Space Time Travel

Jun 20, 2014

In this summer travel season, when many of us return to places filled with personal history, here’s a meditation on the space-time continuum. The whole topic of revisiting is saturated with regret – witness E.B. White’s classic essay, “Once More to the Lake,” worth rereading in spite of his melancholy theme that returning to the lake of his youth is shadowed by loss.  The adult E.B. White observes his son pulling on icy swimtrunks for a dip in the lake, just as he had done as a child.  White concludes his essay bleakly, “…suddenly my groin felt the chill of death.”  Aaaaannnd: Happy summer to you, too, Mr. White!


Perhaps because I’m an optimist, I don’t adhere to the “Time in a Bottle” school of regret over time’s passing.  As I age, I find that I wring more out of revisiting places, not less, with my more expansive life experience as a lens.  Like Faulkner, but perhaps without his dark view, I also believe that “The past is never dead. It's not even past.”  But I’m less haunted than fascinated by the ways our memories hang in the air in the spaces we’ve been before.


Here’s an example:  I first visited Chicago in 1984, on a snowy semester break from my undergrad program in Iowa.  My punked-out self was gob-smacked by the soaring curves of the Picasso sculpture in Daley Plaza, and then Chicago blew what was left of my mind when I was allowed to peek into my friend’s older sister’s apartment – in one of the distinctive corncob Marina City buildings.  Now, every time I catch sight of those honeycombed Chicago towers, I can summon my adolescent awe of that grown-up apartment, carelessly filled with silk blouses and lawyer’s suits, and whimsically shaped like a slice of pie.  My first raw love of the city is layered, now, with thirty years of revisiting, so that when I walk the lakeshore or enter a museum, I feel my toddlers’ damp hands in my own (though our daughters are now young adults), and recall snippets of past conversations hovering as if in thought balloons over my head, about potty-training, funerals, recipes, and early career anxiety. Years of reading about Chicago’s 1893 World’s Fair brings another layer of past to the present, and now I see what’s left of that record-breaking “White City” architecture through the lens of that history, too -- my view of the Museum of Science and Industry filtered as if through a stereopticon, past and present superimposed. (This summer and fall, there’s an interactive tour on the 1893 World’s Fair – check out the Science and Industry museum’s website.)


A few weeks ago, I had the chance to revisit New York City, a place that anchored my graduate-school years in the early 90s.  I had a bit of that stereopticon experience while wandering those familiar sidewalks, lingering by the ornate Frick museum, with its dark Rembrandt self-portraits, each one looking so much like my spouse’s Uncle Al that I could still hear our surprised laughter from our last visit twenty years ago, when flickers of low-grade labor pains had just started to signal our firstborn’s dramatic arrival on the full moon the following night.

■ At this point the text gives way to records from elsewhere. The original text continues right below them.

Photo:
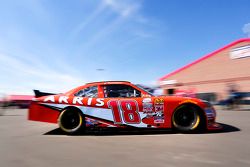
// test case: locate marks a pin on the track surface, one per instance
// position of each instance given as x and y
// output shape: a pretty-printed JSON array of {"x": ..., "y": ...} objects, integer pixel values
[{"x": 33, "y": 144}]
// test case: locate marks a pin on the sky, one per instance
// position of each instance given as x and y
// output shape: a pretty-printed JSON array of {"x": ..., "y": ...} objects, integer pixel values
[{"x": 55, "y": 45}]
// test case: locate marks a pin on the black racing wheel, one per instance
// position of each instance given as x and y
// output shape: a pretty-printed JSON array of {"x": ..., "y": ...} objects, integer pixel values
[
  {"x": 186, "y": 118},
  {"x": 71, "y": 121}
]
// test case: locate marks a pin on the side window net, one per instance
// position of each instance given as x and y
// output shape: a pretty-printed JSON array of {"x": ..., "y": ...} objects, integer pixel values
[
  {"x": 120, "y": 91},
  {"x": 88, "y": 92}
]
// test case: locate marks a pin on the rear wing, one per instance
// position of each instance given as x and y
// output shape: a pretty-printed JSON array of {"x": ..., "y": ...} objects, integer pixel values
[{"x": 40, "y": 94}]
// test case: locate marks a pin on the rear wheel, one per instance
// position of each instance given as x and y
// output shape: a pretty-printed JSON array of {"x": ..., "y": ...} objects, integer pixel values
[
  {"x": 187, "y": 118},
  {"x": 71, "y": 121}
]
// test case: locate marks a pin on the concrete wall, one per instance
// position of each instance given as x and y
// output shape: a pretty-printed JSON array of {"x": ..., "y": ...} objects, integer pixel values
[{"x": 214, "y": 74}]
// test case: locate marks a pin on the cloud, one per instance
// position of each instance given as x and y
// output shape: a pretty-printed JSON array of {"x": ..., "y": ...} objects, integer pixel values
[
  {"x": 21, "y": 76},
  {"x": 246, "y": 29}
]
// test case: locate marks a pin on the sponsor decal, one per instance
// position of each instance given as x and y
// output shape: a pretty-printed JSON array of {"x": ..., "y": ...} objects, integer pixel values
[
  {"x": 159, "y": 105},
  {"x": 147, "y": 107},
  {"x": 99, "y": 102},
  {"x": 188, "y": 101},
  {"x": 158, "y": 119},
  {"x": 159, "y": 110}
]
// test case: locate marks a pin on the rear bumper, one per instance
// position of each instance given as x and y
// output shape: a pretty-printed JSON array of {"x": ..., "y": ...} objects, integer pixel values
[{"x": 37, "y": 112}]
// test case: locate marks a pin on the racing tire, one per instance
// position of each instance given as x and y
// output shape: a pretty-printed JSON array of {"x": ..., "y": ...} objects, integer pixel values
[
  {"x": 187, "y": 118},
  {"x": 71, "y": 121}
]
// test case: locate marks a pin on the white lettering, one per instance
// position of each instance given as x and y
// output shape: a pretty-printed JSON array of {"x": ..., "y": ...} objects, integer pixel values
[
  {"x": 63, "y": 99},
  {"x": 49, "y": 98},
  {"x": 99, "y": 102},
  {"x": 77, "y": 100},
  {"x": 90, "y": 101}
]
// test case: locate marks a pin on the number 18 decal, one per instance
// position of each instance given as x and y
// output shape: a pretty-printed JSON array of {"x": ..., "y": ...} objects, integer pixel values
[{"x": 126, "y": 110}]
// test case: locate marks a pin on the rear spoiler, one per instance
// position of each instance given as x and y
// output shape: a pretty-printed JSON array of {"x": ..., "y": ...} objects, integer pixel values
[{"x": 40, "y": 94}]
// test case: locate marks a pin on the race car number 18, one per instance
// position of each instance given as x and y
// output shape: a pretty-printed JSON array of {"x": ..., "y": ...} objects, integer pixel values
[{"x": 126, "y": 110}]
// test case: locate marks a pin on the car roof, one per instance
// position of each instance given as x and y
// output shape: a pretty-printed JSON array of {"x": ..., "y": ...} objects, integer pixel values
[{"x": 108, "y": 82}]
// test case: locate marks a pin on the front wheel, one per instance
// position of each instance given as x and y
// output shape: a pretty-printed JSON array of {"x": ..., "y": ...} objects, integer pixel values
[
  {"x": 186, "y": 118},
  {"x": 71, "y": 121}
]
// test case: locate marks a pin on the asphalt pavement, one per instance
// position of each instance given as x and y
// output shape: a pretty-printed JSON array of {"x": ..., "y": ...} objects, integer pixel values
[{"x": 25, "y": 143}]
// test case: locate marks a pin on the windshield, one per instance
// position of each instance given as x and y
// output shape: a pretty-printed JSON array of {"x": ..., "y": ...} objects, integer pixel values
[{"x": 148, "y": 90}]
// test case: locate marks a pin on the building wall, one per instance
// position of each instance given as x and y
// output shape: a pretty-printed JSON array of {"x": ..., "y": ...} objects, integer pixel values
[{"x": 215, "y": 73}]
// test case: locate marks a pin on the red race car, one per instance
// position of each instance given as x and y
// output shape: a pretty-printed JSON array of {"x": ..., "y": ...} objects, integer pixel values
[{"x": 121, "y": 104}]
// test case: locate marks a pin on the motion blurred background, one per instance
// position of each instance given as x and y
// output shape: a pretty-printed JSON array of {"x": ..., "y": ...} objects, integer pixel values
[{"x": 196, "y": 48}]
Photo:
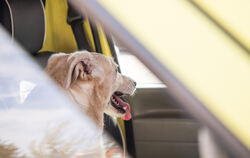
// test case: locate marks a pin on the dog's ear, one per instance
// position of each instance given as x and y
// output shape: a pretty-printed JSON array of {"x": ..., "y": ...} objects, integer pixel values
[{"x": 67, "y": 68}]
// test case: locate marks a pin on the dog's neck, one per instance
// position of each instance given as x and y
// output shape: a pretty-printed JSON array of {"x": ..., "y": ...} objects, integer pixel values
[{"x": 86, "y": 96}]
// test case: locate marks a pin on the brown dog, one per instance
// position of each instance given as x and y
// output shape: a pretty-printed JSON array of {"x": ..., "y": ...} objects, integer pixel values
[{"x": 93, "y": 82}]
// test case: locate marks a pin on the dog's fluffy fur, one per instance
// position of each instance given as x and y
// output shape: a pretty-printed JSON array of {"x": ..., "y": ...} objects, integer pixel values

The conference I was attending in New York was for professors who teach with a method called “Reacting to the Past,” which steeps students in controversy-rich historical moments and gives them a chance to role-play cultural debates. Playing games is part of the conference, and I signed up for one set in 1913 Greenwich Village (I was the Lefty editor, Max Eastman).  As when I teach these primary materials, I felt the past pressing hard on the present in those debates about women’s self-determination, access to reproductive health care, the power of the ballot, and the hopes for labor-organizing.  During a free afternoon, a group of us game-players took the subway down to Greenwich Village to stand in the spaces where these debates had unfolded. We gathered in silence at the plaqued corner that marked the horrific Triangle Shirtwaist fire, where 146 workers – mostly women – died in 1911, galvanizing the labor movement. Maps in hand, we found the MacDougal Street site of Polly’s Restaurant, its cozily dark brick interior the place where conversation sparked between Emma Goldman, John Reed, and bohemian artists and social reformers in those optimistic years before the first World War. The silence was crowded – my hushed voice just one note in a rich historical chorus.


As my family plans our own summer travel, I keep thinking of the Spirograph set lots of us used as kids, driving our multicolored ballpoint pens into interlocking plastic wheels to create elaborate patterns based on circling and returning.   The patterns we make in space and time are more complex with every return; we are the same and different, ever more ourselves, woven into an historical design whose authorship is only partly our own.